No início de Abril de 2016 foi noticiado que o Estado iria avançar com a admissão excepcional de novos funcionários públicos para a saúde, educação e ensino superior em 2016, segundo uma autorização presidencial.
A informação consta de um decreto assinado pelo Presidente José Eduardo dos Santos, no qual é “aprovada a abertura de crédito adicional” ao Orçamento Geral do Estado (OGE) de 2016, no montante de 31.445.389.464 kwanzas (166 milhões de euros), “para pagamento de despesas relacionadas com novas admissões”.
O Governo previa gastar o equivalente a mais de 10% da riqueza produzida no país com o pagamento de vencimentos da Função Pública em 2016, mas as admissões, pelo segundo ano consecutivo, voltavam a ficar congeladas, segundo o OGE para esse ano.
Para 2016 estava prevista uma verba de 1,497 biliões de kwanzas (cerca de 7,9 mil milhões de euros) com o pagamento de vencimentos e contribuições sociais da Função Pública.
E no terreno como é?
O médico angolano Maurílio Luyela considerava em 2016 que o colapso do Serviço Nacional de Saúde em Angola é o resultado da má gestão dos recursos financeiros e humanos por parte do Ministério da Saúde.
O especialista em saúde pública disse à VOA que o sector debatia-se com a falta de pessoal qualificado porque, por alegada falta de verbas, não abriu qualquer concurso público para a admissão de especialistas angolanos que se formam nas faculdades do país.
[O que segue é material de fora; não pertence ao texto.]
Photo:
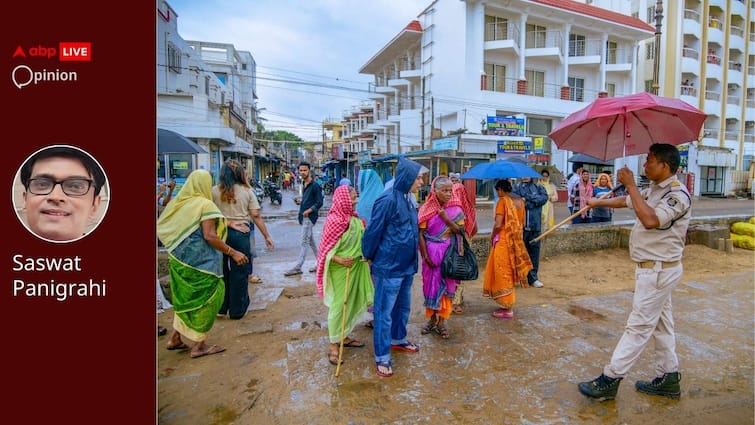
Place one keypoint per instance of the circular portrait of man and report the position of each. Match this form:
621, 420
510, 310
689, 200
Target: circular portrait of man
60, 193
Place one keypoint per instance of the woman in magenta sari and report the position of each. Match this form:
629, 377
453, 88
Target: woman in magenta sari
440, 217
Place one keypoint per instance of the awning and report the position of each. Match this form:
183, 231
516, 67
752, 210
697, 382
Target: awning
171, 142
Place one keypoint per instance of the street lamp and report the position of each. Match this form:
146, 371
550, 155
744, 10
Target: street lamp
657, 59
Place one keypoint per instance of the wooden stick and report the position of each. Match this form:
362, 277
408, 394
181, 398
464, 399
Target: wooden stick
567, 219
343, 320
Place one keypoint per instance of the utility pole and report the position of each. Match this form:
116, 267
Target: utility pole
657, 56
422, 114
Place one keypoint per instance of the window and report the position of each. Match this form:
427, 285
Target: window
496, 28
650, 50
535, 36
535, 82
576, 89
496, 77
611, 48
611, 89
576, 45
174, 58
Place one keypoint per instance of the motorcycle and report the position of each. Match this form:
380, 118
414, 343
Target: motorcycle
271, 190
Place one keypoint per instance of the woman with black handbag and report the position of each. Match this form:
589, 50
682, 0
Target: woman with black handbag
440, 219
508, 262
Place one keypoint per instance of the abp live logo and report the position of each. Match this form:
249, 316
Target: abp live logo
66, 51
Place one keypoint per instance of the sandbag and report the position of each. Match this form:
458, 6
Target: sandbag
742, 228
743, 241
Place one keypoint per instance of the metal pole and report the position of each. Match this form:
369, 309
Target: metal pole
657, 56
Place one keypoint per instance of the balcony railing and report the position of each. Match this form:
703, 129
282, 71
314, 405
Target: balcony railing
585, 47
688, 52
688, 90
496, 31
692, 14
713, 95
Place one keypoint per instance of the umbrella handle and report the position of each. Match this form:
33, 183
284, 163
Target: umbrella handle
567, 219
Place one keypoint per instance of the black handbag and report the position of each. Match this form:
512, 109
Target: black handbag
460, 262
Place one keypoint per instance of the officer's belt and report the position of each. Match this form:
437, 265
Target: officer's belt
664, 264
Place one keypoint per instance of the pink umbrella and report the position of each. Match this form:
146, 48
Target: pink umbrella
612, 127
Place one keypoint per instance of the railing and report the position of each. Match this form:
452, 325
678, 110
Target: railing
585, 47
688, 52
495, 31
692, 14
735, 66
618, 55
540, 39
713, 95
688, 90
713, 58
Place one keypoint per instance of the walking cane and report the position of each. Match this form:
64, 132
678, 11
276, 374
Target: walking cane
568, 219
343, 319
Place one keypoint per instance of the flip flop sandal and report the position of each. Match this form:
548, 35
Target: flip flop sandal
353, 343
428, 328
442, 330
407, 346
333, 358
384, 364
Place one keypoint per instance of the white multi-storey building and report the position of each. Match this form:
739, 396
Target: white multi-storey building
465, 62
206, 92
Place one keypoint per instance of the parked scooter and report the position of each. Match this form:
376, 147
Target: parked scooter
273, 191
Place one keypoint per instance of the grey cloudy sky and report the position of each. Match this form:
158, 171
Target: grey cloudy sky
318, 43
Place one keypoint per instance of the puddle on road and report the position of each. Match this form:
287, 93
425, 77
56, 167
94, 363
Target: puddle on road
584, 314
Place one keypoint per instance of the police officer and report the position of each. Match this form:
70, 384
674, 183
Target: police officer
655, 245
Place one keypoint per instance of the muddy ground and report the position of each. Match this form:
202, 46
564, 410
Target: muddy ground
275, 371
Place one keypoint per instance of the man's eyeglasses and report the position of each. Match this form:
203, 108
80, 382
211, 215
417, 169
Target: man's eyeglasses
71, 187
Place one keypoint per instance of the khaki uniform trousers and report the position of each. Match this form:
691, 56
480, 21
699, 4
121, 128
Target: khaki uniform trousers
651, 318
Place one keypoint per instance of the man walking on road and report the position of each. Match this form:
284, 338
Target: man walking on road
309, 206
535, 196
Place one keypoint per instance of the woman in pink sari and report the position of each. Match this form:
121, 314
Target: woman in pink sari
440, 217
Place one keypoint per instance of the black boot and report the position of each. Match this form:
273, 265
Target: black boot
601, 388
666, 385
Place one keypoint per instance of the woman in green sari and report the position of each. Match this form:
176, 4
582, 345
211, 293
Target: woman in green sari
193, 230
343, 278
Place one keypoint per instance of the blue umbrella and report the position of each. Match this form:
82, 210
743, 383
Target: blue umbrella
500, 169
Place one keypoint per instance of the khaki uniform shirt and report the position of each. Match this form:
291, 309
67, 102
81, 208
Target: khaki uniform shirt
671, 202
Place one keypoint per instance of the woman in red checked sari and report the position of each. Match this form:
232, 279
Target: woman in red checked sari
508, 261
440, 217
339, 263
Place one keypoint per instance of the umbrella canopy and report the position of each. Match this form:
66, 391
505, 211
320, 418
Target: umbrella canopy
500, 169
587, 159
171, 142
612, 127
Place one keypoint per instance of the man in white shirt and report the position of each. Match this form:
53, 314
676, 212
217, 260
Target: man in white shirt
573, 180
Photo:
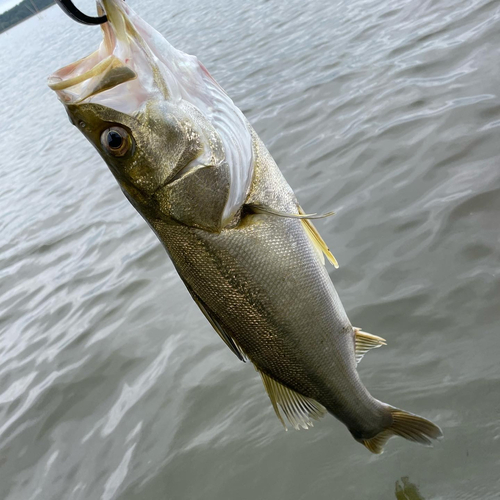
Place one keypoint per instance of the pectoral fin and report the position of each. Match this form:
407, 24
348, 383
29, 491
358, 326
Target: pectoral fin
364, 342
299, 410
261, 209
318, 242
212, 318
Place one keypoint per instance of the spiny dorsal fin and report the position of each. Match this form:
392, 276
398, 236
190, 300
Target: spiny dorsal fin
299, 410
364, 342
317, 241
228, 340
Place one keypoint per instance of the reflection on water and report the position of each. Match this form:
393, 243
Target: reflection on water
112, 383
406, 490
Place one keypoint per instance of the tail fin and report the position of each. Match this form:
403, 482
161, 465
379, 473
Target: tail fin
407, 425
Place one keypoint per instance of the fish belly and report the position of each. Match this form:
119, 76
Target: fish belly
265, 285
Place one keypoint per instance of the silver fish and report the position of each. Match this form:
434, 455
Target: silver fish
193, 167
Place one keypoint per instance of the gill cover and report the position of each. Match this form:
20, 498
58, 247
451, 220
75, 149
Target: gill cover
135, 64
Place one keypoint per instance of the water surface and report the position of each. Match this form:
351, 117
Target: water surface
112, 383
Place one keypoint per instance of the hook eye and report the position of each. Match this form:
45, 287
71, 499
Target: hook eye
77, 15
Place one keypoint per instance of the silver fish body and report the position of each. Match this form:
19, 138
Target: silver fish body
190, 163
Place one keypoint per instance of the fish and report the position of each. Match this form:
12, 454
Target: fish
191, 164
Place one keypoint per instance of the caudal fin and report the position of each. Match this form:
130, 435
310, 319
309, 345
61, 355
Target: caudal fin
407, 425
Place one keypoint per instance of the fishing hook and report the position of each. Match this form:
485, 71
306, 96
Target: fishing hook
77, 15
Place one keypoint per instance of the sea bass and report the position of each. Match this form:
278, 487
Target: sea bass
191, 164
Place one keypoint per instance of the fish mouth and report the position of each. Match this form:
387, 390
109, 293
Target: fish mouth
121, 66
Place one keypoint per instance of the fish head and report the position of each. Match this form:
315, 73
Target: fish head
169, 133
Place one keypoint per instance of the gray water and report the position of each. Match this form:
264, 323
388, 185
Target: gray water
112, 383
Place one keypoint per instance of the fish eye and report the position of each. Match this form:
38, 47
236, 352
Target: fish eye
116, 141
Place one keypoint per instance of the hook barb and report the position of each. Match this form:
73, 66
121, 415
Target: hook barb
77, 15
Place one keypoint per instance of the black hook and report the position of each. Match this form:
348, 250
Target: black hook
78, 15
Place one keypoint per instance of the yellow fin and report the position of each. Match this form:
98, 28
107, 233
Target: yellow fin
364, 342
299, 410
301, 215
317, 241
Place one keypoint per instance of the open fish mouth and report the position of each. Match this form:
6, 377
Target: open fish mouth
135, 65
123, 65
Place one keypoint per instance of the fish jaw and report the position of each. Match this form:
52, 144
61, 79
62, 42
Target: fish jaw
135, 66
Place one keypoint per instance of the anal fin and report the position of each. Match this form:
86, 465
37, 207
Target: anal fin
299, 410
364, 342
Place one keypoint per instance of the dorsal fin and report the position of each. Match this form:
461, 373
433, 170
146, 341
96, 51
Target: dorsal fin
364, 342
299, 410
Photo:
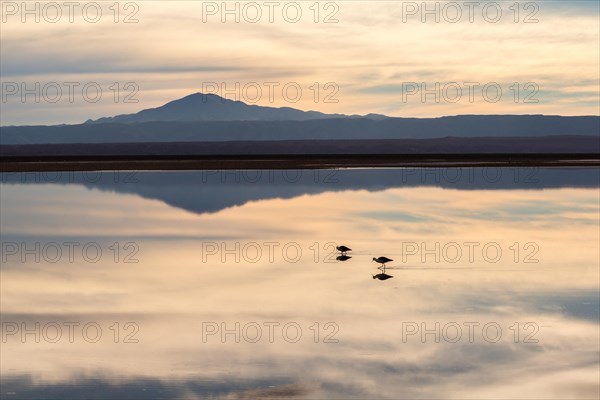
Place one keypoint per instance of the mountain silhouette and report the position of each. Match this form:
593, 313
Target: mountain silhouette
210, 107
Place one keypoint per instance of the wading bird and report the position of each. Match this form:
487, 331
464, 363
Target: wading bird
382, 260
382, 277
343, 249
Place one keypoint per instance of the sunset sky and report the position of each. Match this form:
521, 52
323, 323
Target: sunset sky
370, 57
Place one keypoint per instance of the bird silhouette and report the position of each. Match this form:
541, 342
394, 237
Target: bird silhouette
382, 277
382, 260
343, 249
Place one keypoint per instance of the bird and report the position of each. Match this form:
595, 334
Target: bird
343, 249
382, 260
382, 277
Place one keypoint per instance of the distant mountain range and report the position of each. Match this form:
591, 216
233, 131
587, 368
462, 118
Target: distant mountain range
210, 107
210, 118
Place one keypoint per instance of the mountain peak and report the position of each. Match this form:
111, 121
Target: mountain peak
211, 107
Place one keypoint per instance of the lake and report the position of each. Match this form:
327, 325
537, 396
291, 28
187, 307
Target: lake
228, 284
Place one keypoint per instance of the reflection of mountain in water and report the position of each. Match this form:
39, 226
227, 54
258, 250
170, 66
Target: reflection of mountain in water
211, 191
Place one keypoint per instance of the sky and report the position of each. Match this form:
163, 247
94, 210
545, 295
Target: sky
404, 59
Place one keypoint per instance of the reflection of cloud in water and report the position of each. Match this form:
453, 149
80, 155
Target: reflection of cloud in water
171, 291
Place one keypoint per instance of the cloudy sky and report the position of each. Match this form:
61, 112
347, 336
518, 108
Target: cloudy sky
62, 65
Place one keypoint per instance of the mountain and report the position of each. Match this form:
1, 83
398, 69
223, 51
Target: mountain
466, 126
210, 107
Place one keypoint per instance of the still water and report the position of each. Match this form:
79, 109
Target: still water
228, 284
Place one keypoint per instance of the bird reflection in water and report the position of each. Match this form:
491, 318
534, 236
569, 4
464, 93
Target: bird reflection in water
382, 277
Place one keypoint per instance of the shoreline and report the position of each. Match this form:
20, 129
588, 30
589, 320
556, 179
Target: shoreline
291, 161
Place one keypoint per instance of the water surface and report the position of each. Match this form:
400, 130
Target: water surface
225, 284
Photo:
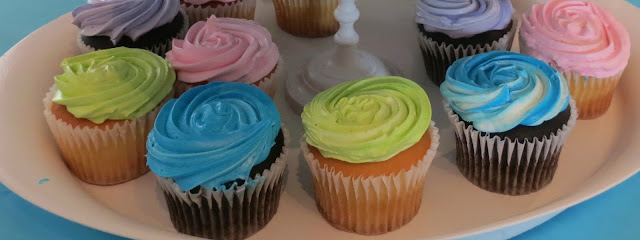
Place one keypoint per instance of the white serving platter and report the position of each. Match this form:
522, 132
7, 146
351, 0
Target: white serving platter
598, 154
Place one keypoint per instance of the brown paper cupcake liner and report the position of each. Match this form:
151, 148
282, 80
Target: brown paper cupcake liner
160, 48
267, 84
508, 166
593, 95
439, 56
235, 213
103, 156
372, 205
237, 9
307, 18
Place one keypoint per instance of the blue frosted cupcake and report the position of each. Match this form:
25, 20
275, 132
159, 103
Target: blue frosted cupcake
452, 29
511, 114
218, 152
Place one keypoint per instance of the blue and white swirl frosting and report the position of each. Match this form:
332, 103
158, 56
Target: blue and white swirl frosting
117, 18
463, 18
213, 134
500, 90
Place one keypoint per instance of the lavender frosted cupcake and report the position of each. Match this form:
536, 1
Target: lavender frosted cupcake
453, 29
145, 24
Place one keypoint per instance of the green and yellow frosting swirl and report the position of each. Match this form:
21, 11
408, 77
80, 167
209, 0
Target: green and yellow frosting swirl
368, 120
117, 84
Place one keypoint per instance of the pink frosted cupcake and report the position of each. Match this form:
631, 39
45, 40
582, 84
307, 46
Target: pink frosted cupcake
584, 42
200, 10
228, 50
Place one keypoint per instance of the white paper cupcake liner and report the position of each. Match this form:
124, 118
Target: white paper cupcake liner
372, 205
307, 18
238, 9
267, 84
160, 48
103, 156
508, 166
235, 213
439, 56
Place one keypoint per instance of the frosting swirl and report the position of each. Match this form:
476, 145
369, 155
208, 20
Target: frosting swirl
368, 120
213, 134
117, 18
576, 36
118, 83
463, 18
500, 90
224, 49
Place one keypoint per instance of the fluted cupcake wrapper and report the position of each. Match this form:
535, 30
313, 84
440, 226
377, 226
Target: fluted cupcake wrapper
161, 48
307, 18
508, 166
235, 213
103, 156
373, 205
439, 56
592, 95
267, 84
237, 9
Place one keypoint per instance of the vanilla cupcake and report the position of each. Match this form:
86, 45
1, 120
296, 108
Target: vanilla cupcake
227, 50
584, 42
511, 115
145, 24
369, 144
453, 29
219, 153
200, 10
101, 109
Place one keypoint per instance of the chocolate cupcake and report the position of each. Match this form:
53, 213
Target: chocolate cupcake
219, 154
511, 115
450, 30
145, 24
584, 42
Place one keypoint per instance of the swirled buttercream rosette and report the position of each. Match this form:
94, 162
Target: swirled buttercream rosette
307, 18
110, 151
584, 42
199, 10
227, 50
144, 24
467, 28
511, 116
369, 144
218, 152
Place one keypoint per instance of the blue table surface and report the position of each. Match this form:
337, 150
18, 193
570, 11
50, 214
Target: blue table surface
614, 214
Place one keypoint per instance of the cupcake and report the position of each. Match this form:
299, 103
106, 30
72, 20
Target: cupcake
145, 24
229, 50
200, 10
101, 109
219, 155
450, 30
511, 115
307, 18
585, 43
369, 144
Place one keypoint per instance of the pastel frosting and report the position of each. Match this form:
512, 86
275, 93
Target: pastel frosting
224, 49
368, 120
576, 36
200, 2
213, 134
119, 83
500, 90
117, 18
463, 18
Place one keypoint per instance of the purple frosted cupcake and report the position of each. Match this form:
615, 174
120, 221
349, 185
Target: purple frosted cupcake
145, 24
453, 29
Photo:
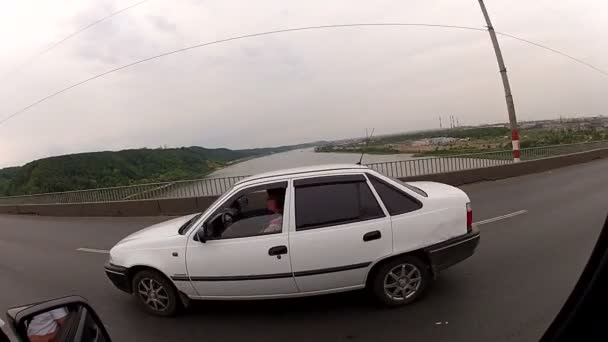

Maurílio Luyele acusava os gestores do Ministério da Saúde de acharem mais importante comprar carros de luxo para directores em detrimento de equipamentos hospitalares.
“É mais fácil comprar carros de luxo para directores ao invés de materiais hospitalares e não há técnicos suficientes para atender a demanda, mas temos médicos angolanos que saem das faculdades que não são admitidos na função pública porque não há como pagá-los”, acusou.